I received advanced copies of Catch and Kill in the mail this week. The official publication date is still weeks away, so it's an odd feeling. A bit of an anti-climax.
You see, I don't know about other people, but I only feel like a writer when I'm writing or editing something I've written or thinking about writing. Other times, I feel like a fraud.
Currently, I'm trying to jump start a new novel, but am not quite writing. And I'm writing poetry, which is more like breathing than writing. So ... I don't know why, but, yeah, I feel like a bit of a fraud to have a new book in my hands because that's something I have written rather than am writing and my tendency is to obsess about that which I don't yet know how to write rather than that which I've already found my way to the end of.
Don't get me wrong, I'm happy with Catch and Kill. Rapt, actually. It's the book I wanted to write, and the crew at UQP have been incredible through the whole process, from writing to editing to production, and I think that shines in the finished product.
But ... a writer needs to write. It's as simple as that. Maybe that's why I publication always comes with a strange sensation, an aftertaste that drives me back to the notebook and the computer.

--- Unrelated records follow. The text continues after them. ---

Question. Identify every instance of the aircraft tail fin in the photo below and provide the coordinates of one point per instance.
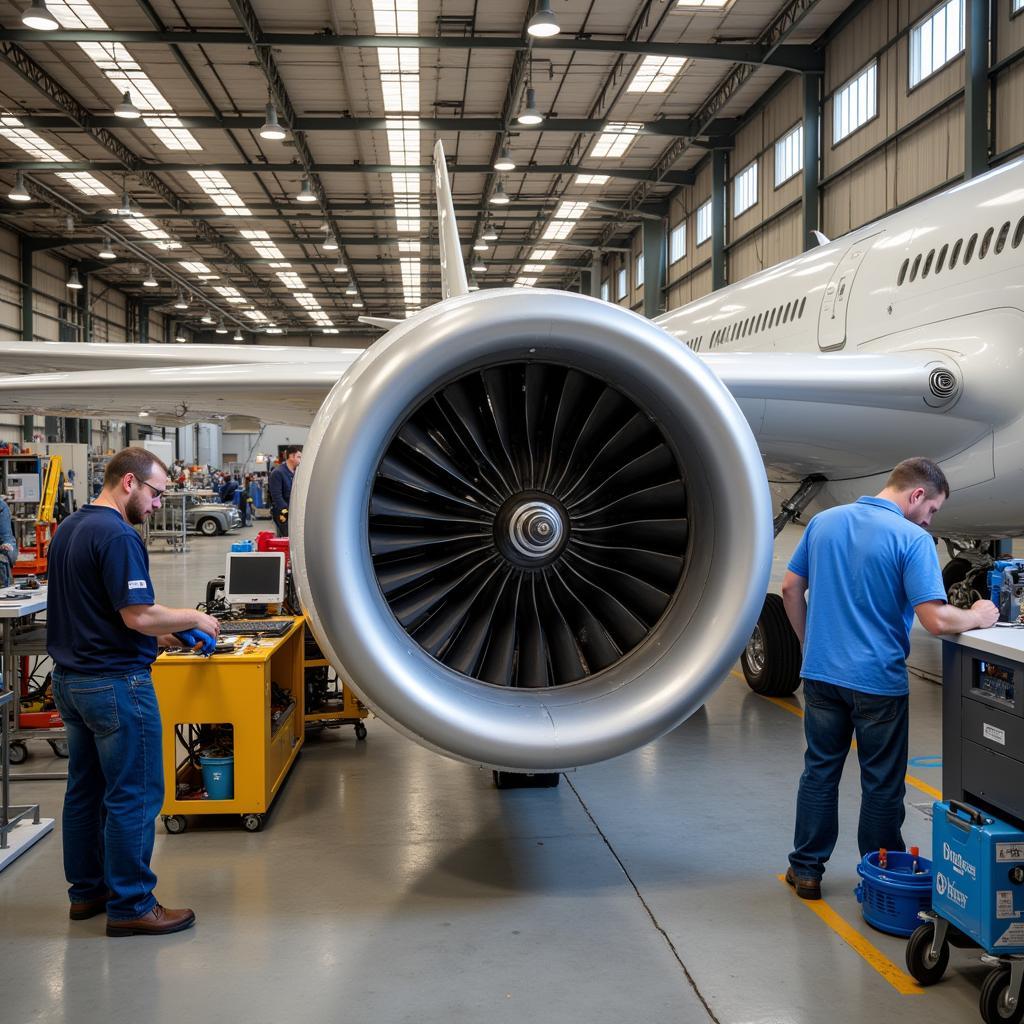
(453, 269)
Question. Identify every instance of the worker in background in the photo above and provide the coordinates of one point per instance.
(281, 487)
(102, 631)
(8, 545)
(858, 577)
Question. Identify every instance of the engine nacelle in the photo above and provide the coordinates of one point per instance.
(530, 529)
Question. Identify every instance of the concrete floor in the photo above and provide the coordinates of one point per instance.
(392, 885)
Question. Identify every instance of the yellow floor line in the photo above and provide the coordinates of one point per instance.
(899, 979)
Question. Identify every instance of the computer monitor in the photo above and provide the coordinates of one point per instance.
(254, 578)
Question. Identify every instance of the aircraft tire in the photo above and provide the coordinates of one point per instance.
(771, 658)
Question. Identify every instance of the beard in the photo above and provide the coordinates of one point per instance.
(134, 509)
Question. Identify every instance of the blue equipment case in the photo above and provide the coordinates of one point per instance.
(978, 876)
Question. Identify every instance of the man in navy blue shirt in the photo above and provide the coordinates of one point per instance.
(866, 569)
(103, 628)
(281, 487)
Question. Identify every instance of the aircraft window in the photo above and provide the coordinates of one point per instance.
(1001, 240)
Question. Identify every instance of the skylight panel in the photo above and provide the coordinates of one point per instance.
(25, 138)
(655, 74)
(85, 182)
(615, 139)
(217, 187)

The first time I felt like this was 1996. I was living in Berkeley, in the Bay Area, and had just finished writing the manuscript of what became, eight years later, my first novel, Another. I'd written a novel before, when I was 20, but knew it wasn't good enough to be in print. Another, I believed, was good enough.
This left me with a strange sensation. Ever since I was around fourteen, my only real 'career' goals, if I had any, were to write a clutch of great poems and write a novel. By 1996, I had a couple of poems I was happy with and, having finished Another, had written what I hoped would be that novel. And, just like that, it was as though a hand that had been in the middle of my back for ten years went away.
I found myself without force or motion. And I didn't know what to do.
Time has taught me what I need to do this time. I need to write the next book.